Yanındaki kardeşine dönüp sessizce " Leyla anama anne mi dedi ben mi yanlış duydum" abisinin afallamış haline gülen Yağız " abi kaynanası ya hani ne demesini bekliyordun kayınço mu?".

Kendisini dalgaya alan kardeşine ters ters bakıp " Lan bana bak şerefsiz dalga geçme benle yaralı demem seni buraya gömerim" dedi dişlerinin arasından.

Yağiz sinirlenen abisine yavru köpek bakışı atıp " Ama ben yeni vuruldum yaralıyım " diyip vicdanına oynadı. Onlar aralarında didişirken Azade hanımda kızları ayaklandırmak için komutunu verdi " Hadi bakalım Yaren kızım sen Zeynep' i al odana çıkın yardımcı ol arkadaşına Leyla'm sende yukarı çık kızım " dedi.

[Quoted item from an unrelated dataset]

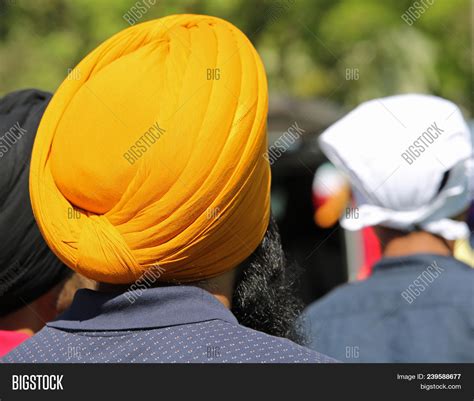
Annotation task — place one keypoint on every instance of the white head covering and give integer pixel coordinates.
(396, 151)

Yaren kafasını tamam diyip salladı. Hep birlikte ayaklandılar Yaren ,Zeynep ve Senem, Yaren'in odasina giderken Leyla yukariya dogru baktı. Tereddüt etti gitmek için Yavuz burda idi ve her an yukarı gelebilirdi gitmek istemedi ama birşey de diyemedi. Azade hanim anladı tedirginliğini.

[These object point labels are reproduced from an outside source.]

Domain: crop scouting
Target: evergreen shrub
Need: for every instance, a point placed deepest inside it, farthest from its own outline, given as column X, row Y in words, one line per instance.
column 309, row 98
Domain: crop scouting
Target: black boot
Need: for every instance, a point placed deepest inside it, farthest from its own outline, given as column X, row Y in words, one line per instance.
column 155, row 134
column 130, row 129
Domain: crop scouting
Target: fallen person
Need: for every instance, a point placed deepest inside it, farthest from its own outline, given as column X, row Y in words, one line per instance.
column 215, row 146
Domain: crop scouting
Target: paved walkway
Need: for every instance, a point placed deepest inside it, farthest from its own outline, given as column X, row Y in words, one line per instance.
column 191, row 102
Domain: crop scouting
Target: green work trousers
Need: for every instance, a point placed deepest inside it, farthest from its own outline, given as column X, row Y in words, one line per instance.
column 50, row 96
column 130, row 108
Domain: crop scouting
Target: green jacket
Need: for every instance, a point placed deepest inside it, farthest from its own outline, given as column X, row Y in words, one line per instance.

" Behram bey Yavuz ile iş konuşacak kızım merak etme rahat ol hem ben burdayım" dedi.

Leyla bu kadına minnet borçluydu konuşmadan her halini anlıyordu. Gidip boynuna sarıldı " Teşekkur ederim" dedi.

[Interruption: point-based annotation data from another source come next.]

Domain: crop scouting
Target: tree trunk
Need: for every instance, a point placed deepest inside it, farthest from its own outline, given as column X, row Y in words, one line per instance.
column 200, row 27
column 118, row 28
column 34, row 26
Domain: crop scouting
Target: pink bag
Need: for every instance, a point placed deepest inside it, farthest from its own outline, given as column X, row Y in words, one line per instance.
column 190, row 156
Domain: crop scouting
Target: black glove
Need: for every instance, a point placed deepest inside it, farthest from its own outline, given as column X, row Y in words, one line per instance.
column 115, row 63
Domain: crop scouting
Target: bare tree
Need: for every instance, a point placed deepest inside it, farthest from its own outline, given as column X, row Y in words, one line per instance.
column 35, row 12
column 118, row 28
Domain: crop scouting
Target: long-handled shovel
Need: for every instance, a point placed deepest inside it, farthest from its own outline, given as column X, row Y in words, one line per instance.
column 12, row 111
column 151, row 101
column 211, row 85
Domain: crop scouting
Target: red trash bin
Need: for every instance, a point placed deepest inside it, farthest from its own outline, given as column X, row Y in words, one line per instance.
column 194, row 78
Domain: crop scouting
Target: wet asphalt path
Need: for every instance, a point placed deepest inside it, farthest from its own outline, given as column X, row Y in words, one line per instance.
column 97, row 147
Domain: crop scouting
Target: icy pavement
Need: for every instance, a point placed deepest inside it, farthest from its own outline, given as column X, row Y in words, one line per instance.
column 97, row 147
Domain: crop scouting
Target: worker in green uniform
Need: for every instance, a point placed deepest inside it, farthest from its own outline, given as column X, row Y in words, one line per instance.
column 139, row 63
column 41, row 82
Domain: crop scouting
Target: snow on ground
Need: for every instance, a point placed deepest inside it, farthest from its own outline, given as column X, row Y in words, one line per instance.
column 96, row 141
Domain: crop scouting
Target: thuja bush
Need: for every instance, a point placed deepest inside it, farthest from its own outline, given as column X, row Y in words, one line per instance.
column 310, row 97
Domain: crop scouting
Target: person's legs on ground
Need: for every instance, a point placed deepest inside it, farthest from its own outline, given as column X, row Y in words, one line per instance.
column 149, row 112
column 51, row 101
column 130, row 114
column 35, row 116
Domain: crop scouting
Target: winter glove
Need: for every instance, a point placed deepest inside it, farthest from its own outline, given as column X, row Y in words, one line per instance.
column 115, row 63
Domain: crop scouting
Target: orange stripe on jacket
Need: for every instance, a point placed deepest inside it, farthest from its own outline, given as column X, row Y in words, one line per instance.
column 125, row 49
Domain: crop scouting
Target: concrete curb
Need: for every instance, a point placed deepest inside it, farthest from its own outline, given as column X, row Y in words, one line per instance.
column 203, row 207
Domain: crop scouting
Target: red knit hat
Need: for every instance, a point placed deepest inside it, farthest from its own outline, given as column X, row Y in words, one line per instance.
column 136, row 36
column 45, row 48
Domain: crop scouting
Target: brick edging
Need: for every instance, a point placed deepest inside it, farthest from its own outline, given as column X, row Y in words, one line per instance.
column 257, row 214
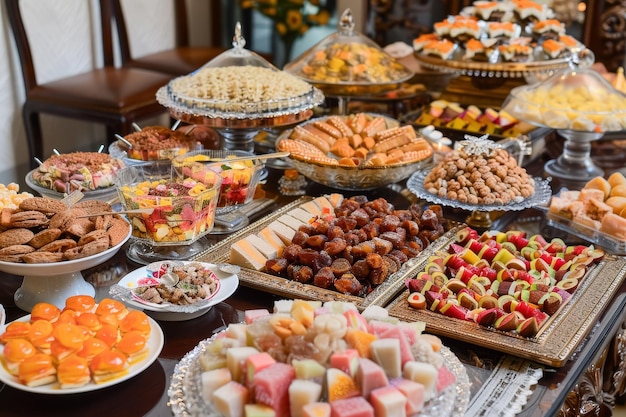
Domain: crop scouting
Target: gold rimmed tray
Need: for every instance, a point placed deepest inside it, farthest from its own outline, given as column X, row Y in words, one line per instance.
column 559, row 337
column 381, row 296
column 501, row 69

Azade hanımda gelinine karsilik verdi sırtını sıvazlayip " hadi " dedi. Leyla yukarı çıkarken Behram ağa da Yavuz ile çalışma odasına geçtiler.

Odada bulunan tekli koltuğa geçip oturdu Behram bey eli ile de Yavuz'a karşısını gösterdi oturması için. Yavuz odaya göz gezdirdi hersey bıraktığı gibi idi.

Babasının gösterdiği yere oturdu. Amcasının ölümünden sonra babasının omuzları düşmüş biraz daha çökmüş idi. İki kardeşini de toprağa vermişti Behram ağa kolay değildi onun için.

Sessizliği Behram ağa bozdu " Gidecek misin kalıcı mısın evlat ? Diye sordu.

Yavuz babasının umutla bakan gözlerine bakıp " Gideceğim apar topar geldim haberi alınca " dedi.

Behram kafasını salladı umutla bakan gözlerini yere eğdi biliyordu gideceğini ama yinede bir umut kalır diye ümit etmişti anlıyordu oğlunu ama ortada bir kadın ve bir evlilik vardı bu yüzden bir karar vermek zorundalardı.

5 yıl olmuş oğlu orda gelini burda evli ama bekar hayatı yaşıyorlardı aşiret de bir taraftan sıkıştırmaya başlamıştı. Kendisi de artık torun sevmek istiyordu.

Böyle evlilik mi olurdu nasıl bir iş ise bitmek bilmemişmiydi, milletin diline de yeteri kadar düşmemişlermiydi.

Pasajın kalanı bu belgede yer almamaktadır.